Disability Discrimination Act – Access To Goods And Services

Making Access to Goods and Services Easier for Disabled Customers: A Practical Guide for Small Businesses and Other Service Providers


Making doors easier to use

Doorways and doors are another typical barrier to access for disabled customers, whether because of their width, design of threshold, heaviness of operation, or difficulties in operating the door handles.

In terms of access for wheelchair users, at least 750 mm clear opening width (i.e. the actual space that is available between the door frame and the door in the open position) and a maximum of 13mm lip at the threshold is generally considered suitable. It is worth considering whether physical adaptation could achieve this, and you will need technical advice if you are planning to adjust or widen a doorway (which may or may not be possible depending on various factors) or alter the threshold (see Technical Advice). Even without carrying out major structural alterations, there are many things that you can consider doing to make doors easier to use by many of your disabled customers:

Practical suggestions:

  • Positioning of the door handle: could the handle be positioned more conveniently (recommended height 1000mm)?
  • Replacing the door handle: could the handle be replaced by one which is easier to grip, such as a D-shape handle, and with better colour contrast? These adjustments would benefit customers with, for example, arthritis and with visual impairments (indeed many older customers who would not necessarily consider themselves disabled do have difficulties using knobs and handles).
  • Making the door easier to open: door opening pressure can often be altered very easily to make the door much easier to open. This benefits customers who have mobility impairments or difficulty balancing. Magnetic devices which hold the door open for normal use but allow them to close for fire protection may be considered.
  • Checking that entrance mats are flush: this can prevent a potential tripping hazard to customers with visual impairments (who may not see the hazard) and to customers using aids such as walking sticks or crutches or who have difficulty keeping their balance.
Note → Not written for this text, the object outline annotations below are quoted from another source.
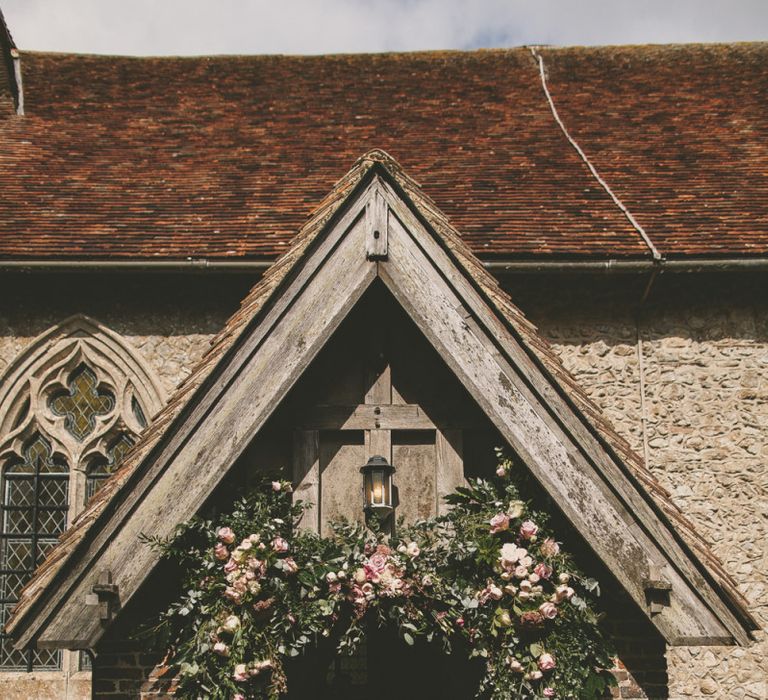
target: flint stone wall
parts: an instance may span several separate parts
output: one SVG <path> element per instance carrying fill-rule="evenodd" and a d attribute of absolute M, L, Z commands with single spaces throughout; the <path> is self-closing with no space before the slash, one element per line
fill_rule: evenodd
<path fill-rule="evenodd" d="M 0 371 L 39 333 L 86 313 L 122 334 L 170 391 L 252 280 L 111 279 L 3 285 Z M 513 299 L 713 543 L 768 626 L 768 292 L 764 279 L 524 277 Z M 7 287 L 7 288 L 5 288 Z M 667 652 L 669 696 L 766 697 L 765 631 L 750 648 Z M 90 697 L 87 675 L 2 674 L 0 697 Z M 622 684 L 622 697 L 642 697 Z"/>
<path fill-rule="evenodd" d="M 763 631 L 750 648 L 673 647 L 672 698 L 766 697 L 768 285 L 558 280 L 510 291 L 713 545 Z"/>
It is best to avoid bristle matting which may be difficult for wheelchair users to cross.
  • Glazed doors: people with impaired vision may not recognise fully glazed doors and may walk into them. Could you add safety markings half way up the door?
  • Maintaining doors: ensuring that door closers are regularly maintained, that door ironmongery is kept clean and free-moving and that standard (side-hung) doors accompanying revolving doors are kept unlocked can benefit all customers, particularly those with mobility impairments and those using assistance dogs as well as customers carrying shopping or with buggies.